Целый час выраставший перед глазами Нью-Йоркский порт, блистательный фасад Соединенных Штатов, показался Вере печальным, оттого что был неотделим от предстоящей разлуки с лордом Генри.

Отвернувшись от иллюминатора, она на мгновение припала к Уорбертону, уткнувшись головой в его плечо.

— Господи, — вздохнул Генри, — да не переживай ты так.

Пристав на цыпочки, Вера в последний раз поцеловалась с ним и пошла в трюм. Надо было проведать Альстона. Лошади обычно нервничают перед выгрузкой с парохода на землю.

Германия (Вальхензееталь)

Курт Шпеер охотно принял предложение фон Мольтке поохотиться вместе. Но на этот раз министр обороны и вооружений пригласил творца внешней политики Германии не в окрестности Франкфурта-на-Одере, а в долину озера Вальхензее.

Когда вертолет с опознавательными знаками германских ВВС опустил Шпеера на уютную лужайку, с которой долина была видна как на ладони, у министра иностранных дел захватило дух. Ему никогда раньше не доводилось видеть такой красоты.

Поросшие вечнозелеными елями горы карабкались круто вверх. Их снеговые шапки блистали подобно сахарным головам в лучах яркого альпийского солнца. Сплошной зеленый ковер леса прерывался изумрудным пятном небольшого озера. И над всем этим голубело бездонное небо.

Где-то неподалеку звенел говорливый ручей. Перекликались певчие птицы, деловито постукивали клювами дятлы. Шпеер с особой остротой ощутил, как не хватает ему всего этого в городе, где пение птиц заменяют гудки автомобилей, а траву — истертые полоски асфальта.

Из леса навстречу Шпееру вышел Отто фон Мольтке в охотничьем костюме. На голове у него красовалась тирольская шапочка с серебряной пряжкой и кокетливым серым перышком.

За ним следовал один из адъютантов министра — майор Клинсман. Он держал в руке охотничье ружье фон Мольтке и большую зеленую сумку.

— Если хотите, для вас здесь есть охотничий костюм, — сказал Отто, дружески обняв Шпеера.

Министр иностранных дел с помощью майора облачился в зеленый костюм и надел тирольскую шапочку.

Отто предоставил ему на выбор три ружья — «Айа Шервуд», «Беретту С 686» и «Браунинг». Взвесив ружья на руке, Шпеер остановился на «Айа Шервуд», ложе и приклад которой были инкрустированы серебром и перламутром.

— Вообще-то часть этой долины принадлежит Австрии.
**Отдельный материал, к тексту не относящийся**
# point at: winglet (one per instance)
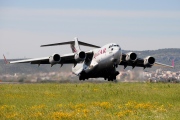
(5, 60)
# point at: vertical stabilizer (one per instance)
(75, 46)
(173, 63)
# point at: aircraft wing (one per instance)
(65, 59)
(139, 62)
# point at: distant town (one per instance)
(125, 76)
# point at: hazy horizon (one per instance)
(134, 25)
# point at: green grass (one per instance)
(90, 101)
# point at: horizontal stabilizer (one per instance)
(71, 42)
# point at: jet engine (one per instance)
(149, 60)
(54, 59)
(81, 56)
(131, 56)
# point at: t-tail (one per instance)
(5, 60)
(75, 45)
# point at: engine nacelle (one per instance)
(54, 59)
(81, 56)
(131, 56)
(149, 60)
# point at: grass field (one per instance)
(102, 101)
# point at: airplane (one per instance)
(100, 62)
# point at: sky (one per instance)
(133, 24)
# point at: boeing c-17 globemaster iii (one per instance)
(100, 62)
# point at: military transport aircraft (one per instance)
(97, 63)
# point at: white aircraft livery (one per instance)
(100, 62)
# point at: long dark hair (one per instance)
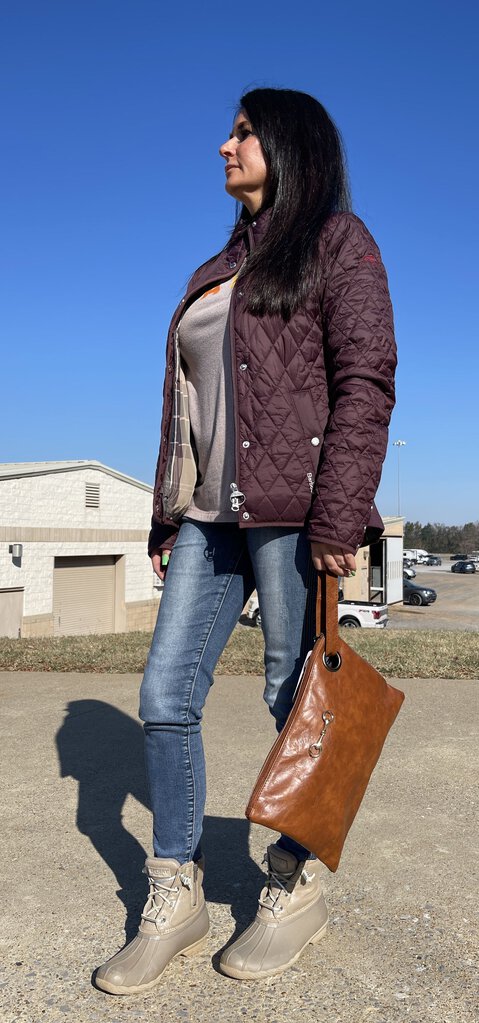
(308, 182)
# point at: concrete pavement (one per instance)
(403, 936)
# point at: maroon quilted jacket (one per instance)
(312, 397)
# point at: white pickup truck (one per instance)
(351, 614)
(357, 614)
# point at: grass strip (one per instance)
(404, 654)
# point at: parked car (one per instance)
(411, 593)
(463, 567)
(351, 614)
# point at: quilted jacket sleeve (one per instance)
(360, 355)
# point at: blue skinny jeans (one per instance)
(213, 570)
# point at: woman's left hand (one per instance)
(327, 557)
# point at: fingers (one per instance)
(158, 568)
(333, 560)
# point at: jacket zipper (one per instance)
(236, 496)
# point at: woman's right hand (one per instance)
(159, 568)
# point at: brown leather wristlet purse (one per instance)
(315, 775)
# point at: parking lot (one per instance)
(456, 606)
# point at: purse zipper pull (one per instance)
(316, 748)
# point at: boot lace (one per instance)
(275, 885)
(160, 896)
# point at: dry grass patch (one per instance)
(404, 654)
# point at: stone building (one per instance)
(73, 550)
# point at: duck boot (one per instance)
(292, 914)
(174, 922)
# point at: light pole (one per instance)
(398, 444)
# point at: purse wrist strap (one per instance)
(327, 612)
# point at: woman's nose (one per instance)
(227, 148)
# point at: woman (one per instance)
(277, 397)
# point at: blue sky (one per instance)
(113, 192)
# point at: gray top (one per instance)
(205, 348)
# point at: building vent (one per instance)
(92, 495)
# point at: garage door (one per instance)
(83, 595)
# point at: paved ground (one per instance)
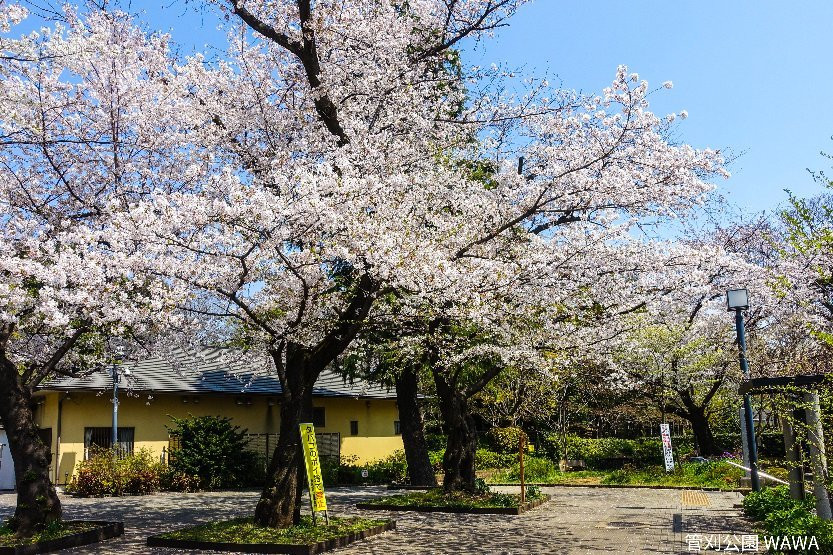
(576, 520)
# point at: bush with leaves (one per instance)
(107, 472)
(505, 440)
(781, 515)
(216, 451)
(391, 469)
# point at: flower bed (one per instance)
(59, 535)
(243, 535)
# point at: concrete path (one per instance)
(576, 520)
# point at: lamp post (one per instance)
(737, 300)
(115, 374)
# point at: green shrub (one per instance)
(485, 459)
(107, 472)
(783, 516)
(533, 493)
(480, 486)
(759, 504)
(536, 469)
(216, 451)
(505, 440)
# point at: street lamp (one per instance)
(115, 373)
(738, 300)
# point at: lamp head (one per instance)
(737, 299)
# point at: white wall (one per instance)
(6, 466)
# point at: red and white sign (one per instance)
(665, 433)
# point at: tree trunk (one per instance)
(458, 461)
(703, 432)
(420, 471)
(37, 501)
(280, 501)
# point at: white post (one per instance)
(817, 458)
(793, 458)
(744, 441)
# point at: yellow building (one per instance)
(356, 420)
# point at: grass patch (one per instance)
(456, 500)
(714, 474)
(244, 530)
(780, 515)
(52, 531)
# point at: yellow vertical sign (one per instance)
(314, 479)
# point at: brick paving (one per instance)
(575, 521)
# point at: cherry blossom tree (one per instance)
(78, 140)
(326, 161)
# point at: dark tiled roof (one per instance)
(211, 371)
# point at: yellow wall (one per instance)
(149, 416)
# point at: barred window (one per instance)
(102, 438)
(318, 417)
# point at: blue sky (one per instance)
(755, 76)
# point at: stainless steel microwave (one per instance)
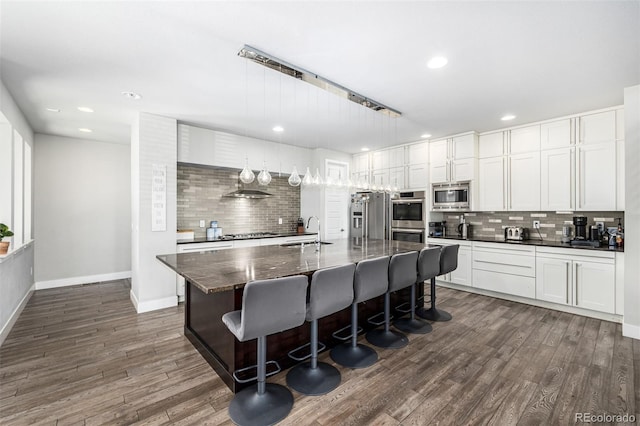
(450, 196)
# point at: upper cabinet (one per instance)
(453, 159)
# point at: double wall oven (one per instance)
(408, 217)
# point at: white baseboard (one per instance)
(87, 279)
(15, 314)
(152, 305)
(632, 331)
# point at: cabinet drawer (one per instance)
(507, 263)
(505, 283)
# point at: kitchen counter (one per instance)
(214, 286)
(274, 235)
(534, 242)
(223, 270)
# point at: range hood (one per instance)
(243, 192)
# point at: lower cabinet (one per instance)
(585, 281)
(505, 269)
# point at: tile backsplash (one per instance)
(200, 197)
(491, 225)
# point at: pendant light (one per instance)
(264, 177)
(294, 179)
(247, 175)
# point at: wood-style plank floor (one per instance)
(81, 355)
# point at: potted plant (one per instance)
(4, 232)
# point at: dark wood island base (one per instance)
(215, 282)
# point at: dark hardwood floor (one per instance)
(81, 355)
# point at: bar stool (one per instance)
(448, 262)
(370, 280)
(401, 275)
(268, 307)
(397, 278)
(331, 290)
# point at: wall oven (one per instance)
(450, 196)
(408, 213)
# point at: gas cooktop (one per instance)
(247, 235)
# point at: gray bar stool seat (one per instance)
(330, 291)
(268, 307)
(401, 275)
(448, 262)
(369, 281)
(402, 272)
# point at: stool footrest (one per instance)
(295, 357)
(404, 308)
(250, 379)
(372, 320)
(336, 334)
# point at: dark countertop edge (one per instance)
(534, 242)
(221, 240)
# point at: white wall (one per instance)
(631, 321)
(153, 142)
(82, 211)
(16, 279)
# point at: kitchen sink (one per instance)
(301, 244)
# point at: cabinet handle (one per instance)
(576, 280)
(567, 281)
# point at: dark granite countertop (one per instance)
(274, 235)
(222, 270)
(535, 242)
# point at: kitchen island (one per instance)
(215, 281)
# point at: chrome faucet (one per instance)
(318, 237)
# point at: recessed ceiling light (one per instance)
(132, 95)
(437, 62)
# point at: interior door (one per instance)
(336, 201)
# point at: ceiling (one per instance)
(536, 60)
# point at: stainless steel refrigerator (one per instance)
(371, 215)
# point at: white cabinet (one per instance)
(585, 281)
(598, 127)
(453, 159)
(556, 134)
(491, 184)
(510, 270)
(462, 274)
(596, 176)
(524, 182)
(524, 139)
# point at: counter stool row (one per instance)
(275, 305)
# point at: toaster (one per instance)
(516, 233)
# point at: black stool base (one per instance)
(413, 325)
(360, 356)
(387, 339)
(250, 408)
(313, 381)
(433, 314)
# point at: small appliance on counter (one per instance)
(516, 233)
(464, 230)
(581, 238)
(213, 232)
(437, 229)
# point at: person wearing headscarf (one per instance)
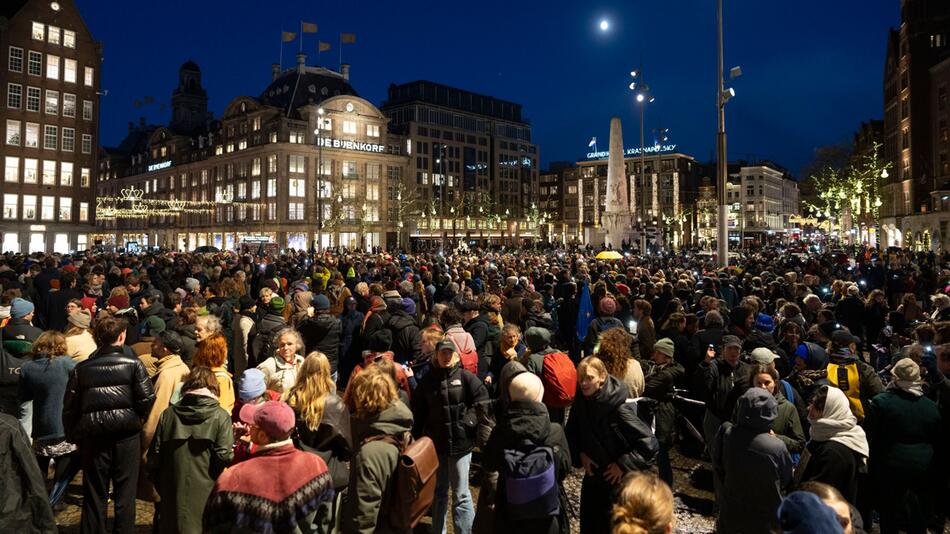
(838, 449)
(903, 428)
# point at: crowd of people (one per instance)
(352, 392)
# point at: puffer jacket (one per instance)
(407, 341)
(449, 405)
(607, 429)
(322, 332)
(108, 394)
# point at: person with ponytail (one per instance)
(645, 506)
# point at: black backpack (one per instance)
(531, 487)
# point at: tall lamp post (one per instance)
(722, 96)
(643, 97)
(319, 203)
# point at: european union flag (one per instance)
(585, 313)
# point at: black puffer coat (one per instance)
(448, 406)
(607, 429)
(108, 394)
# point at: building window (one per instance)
(30, 170)
(69, 105)
(372, 192)
(33, 95)
(65, 209)
(13, 132)
(32, 135)
(34, 66)
(10, 206)
(53, 35)
(48, 208)
(69, 139)
(16, 59)
(297, 187)
(69, 70)
(295, 211)
(52, 102)
(49, 137)
(11, 172)
(52, 66)
(295, 164)
(29, 207)
(14, 95)
(372, 171)
(49, 172)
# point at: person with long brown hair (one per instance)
(645, 506)
(614, 351)
(212, 352)
(323, 422)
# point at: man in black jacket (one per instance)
(321, 331)
(106, 399)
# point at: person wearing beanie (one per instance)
(660, 383)
(803, 512)
(751, 466)
(604, 321)
(527, 420)
(79, 341)
(321, 331)
(903, 461)
(20, 327)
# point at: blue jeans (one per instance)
(453, 469)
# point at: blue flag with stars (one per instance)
(585, 313)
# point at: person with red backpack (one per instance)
(555, 369)
(449, 406)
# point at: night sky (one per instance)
(812, 69)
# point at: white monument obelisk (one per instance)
(617, 219)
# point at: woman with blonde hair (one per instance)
(281, 367)
(645, 506)
(323, 422)
(212, 352)
(380, 420)
(43, 380)
(614, 351)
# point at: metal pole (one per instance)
(721, 168)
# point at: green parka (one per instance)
(191, 447)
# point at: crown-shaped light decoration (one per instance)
(131, 194)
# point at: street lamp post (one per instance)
(319, 202)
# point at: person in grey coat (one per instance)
(751, 466)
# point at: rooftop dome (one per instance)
(313, 86)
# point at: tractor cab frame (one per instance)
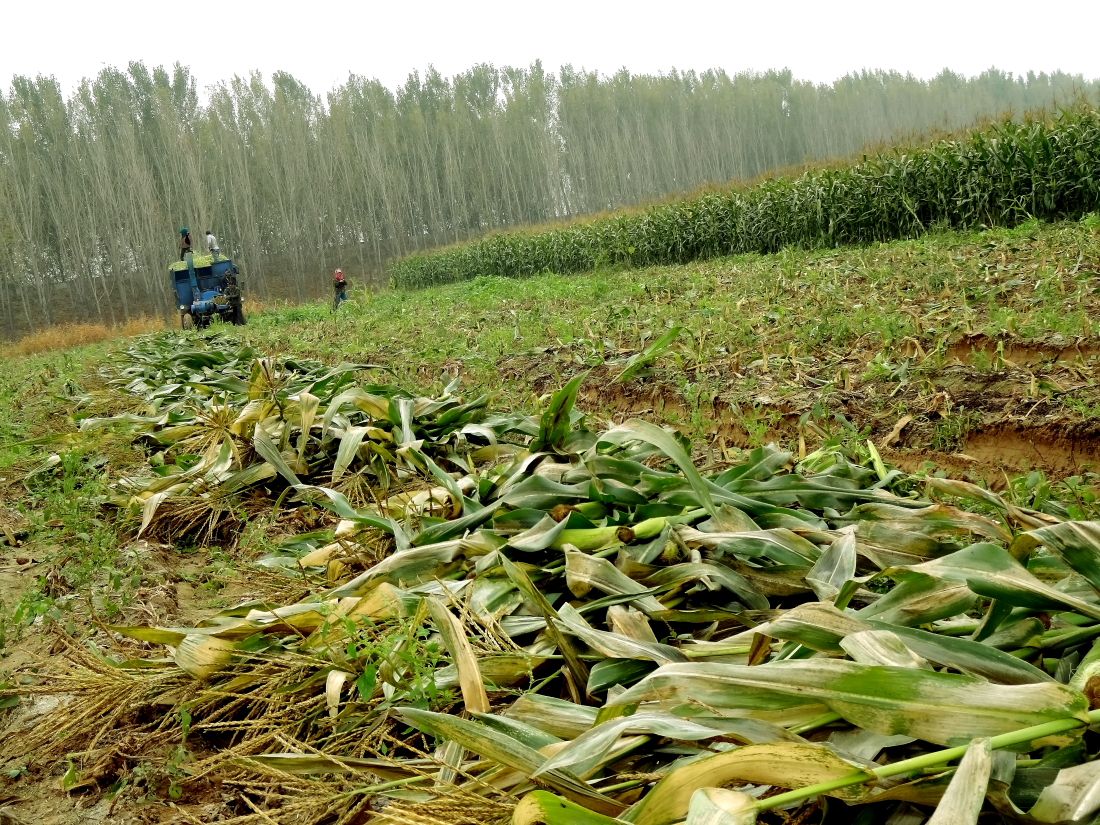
(206, 287)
Там за рекой Изар — их заповедник Карвендельгебирге, — сделал широкий жест Отто. — Но поскольку с Австрией ее связывают лишь совершенно непроходимые зимой горные тропы, в экономическом отношении Вальхензееталь всегда оставалась частью Германии. Год назад мы резко ограничили въезд сюда туристов и предложили жителям трех здешних деревень Гармиш-Партенкирхен, Кохель и Шарниц содержать в порядке лес и разводить диких животных. Результаты не замедлили сказаться… Смотрите сами! — воскликнул фон Мольтке, указывая на выпорхнувшую из-под куста боярышника дрофу.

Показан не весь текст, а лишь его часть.